The Oncology Brothers, Dr. Rahul Gosain and Dr. Rohit Gosain, lead their guests in a discussion on understanding the side-effects and management of one of the most rapidly evolving treatments in cancer, CAR-T cell therapy.
Dr. Rahul Gosain: Hello and welcome back to the Oncology Brothers podcast where we continue to focus on recent advances in hematology and oncology. I'm Rahul Gosain here with my brother and co-host Rohit Gosain. Today, our topic is understanding the side effects and management of one of the most rapidly evolving treatments in cancer, CAR T-cell therapy. This therapy is currently approved for multiple hematologic malignancies, but early-phase studies are already exploring this in solid tumors as well.
To guide us through this complex subject, we're joined by Dr. Surbhi Sidana who leads the Myeloma CAR T Program at Stanford University, and Dr. Jason Westin, director of the Lymphoma Clinical Research Program at MD Anderson Cancer Center. Jason and Surbhi, welcome.
Dr. Rohit Gosain: Jason and Surbhi, thank you so much for joining us. Rahul, you're right. As CAR T has transformed the treatment landscape for hemalignancies, it is entering the solid tumor world as well, but we'll see how that plays out. We have several CAR T therapies available since the first approval in 2017. We now have Axi-cel, Brexa-cel, Liso-cel, and Tiso-cel for lymphoma, and Ide-cel and Cilta-cel for myeloma. Surbhi, we'll start off with you. If you can briefly touch on mechanism of action of CAR T-cell therapy and exactly how it works.
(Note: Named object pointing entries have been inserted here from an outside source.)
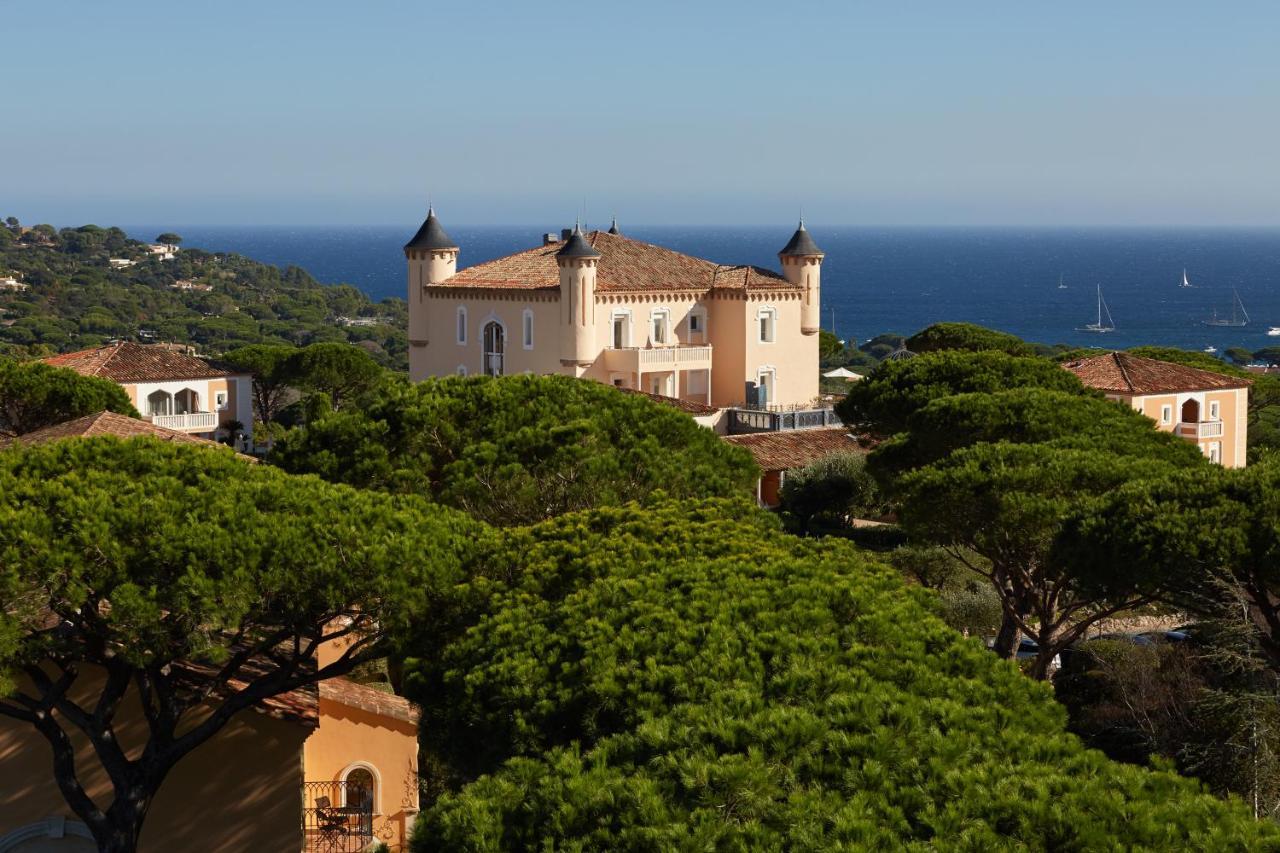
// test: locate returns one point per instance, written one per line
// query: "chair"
(330, 824)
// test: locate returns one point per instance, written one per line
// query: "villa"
(1208, 409)
(604, 306)
(172, 388)
(327, 769)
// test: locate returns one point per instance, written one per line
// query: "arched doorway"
(494, 346)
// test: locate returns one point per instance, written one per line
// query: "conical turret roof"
(576, 246)
(800, 243)
(432, 235)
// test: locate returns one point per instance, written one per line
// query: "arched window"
(493, 349)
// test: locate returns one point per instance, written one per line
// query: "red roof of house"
(104, 423)
(795, 448)
(128, 361)
(1128, 374)
(625, 265)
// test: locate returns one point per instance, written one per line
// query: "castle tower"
(433, 256)
(801, 264)
(577, 260)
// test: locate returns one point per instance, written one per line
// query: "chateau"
(604, 306)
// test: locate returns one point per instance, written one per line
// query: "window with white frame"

Dr. Surbhi Sidana: The mechanism of action for CAR T is that we take patients' lymphocytes and engineer them to have receptors that can identify target proteins on the cancer cell. For lymphoma CD19 for myeloma BCMA, and we want to find proteins that are expressed in cancer cells and not expressed widely on other cells to avoid toxicity.
And this is independent of any MHC or HLA. And so all of these CAR T cells when infused back in the patients go and target the cells that have that protein, and they are living therapy so they expand in the patient and they don't last forever, at least not in myeloma patients, but they last for a few weeks, two months. They do the job of killing the cancer cells they see.
Dr. Rahul Gosain: Surbhi, thanks for that foundation. Jason, anything you would like to add here for any oncologists to better understand this treatment modality?
Dr. Jason Westin: I think that's a great description. The way I describe it to my patients is that you take the basic infantry, their soldiers that they have floating around their blood, you send them off to boot camp, and when they come back, now they're the elite fighting force. They're the Army Rangers or the Navy Seals, whatever you want to call them, as some special fighting force that can see the wolf in sheep's clothing, can see the cancer cells that are floating around right in plain sight, but look close enough to normal cells that normally the immune cells are not attacking them. Now, this living drug is going after the cancer with a vengeance and that's why there's side effects of the CAR T-cells that look a lot like infection because you have this overwhelming immune response. And we'll dive into these side effects in a moment, but when those living drug cells grow and expand and multiply, you have an explosion of cytokines that come along with that and that's where all the drama happens.
Dr. Surbhi Sidana: I love it. I may take that and explain that to my patients as well. It's the elite fighting force.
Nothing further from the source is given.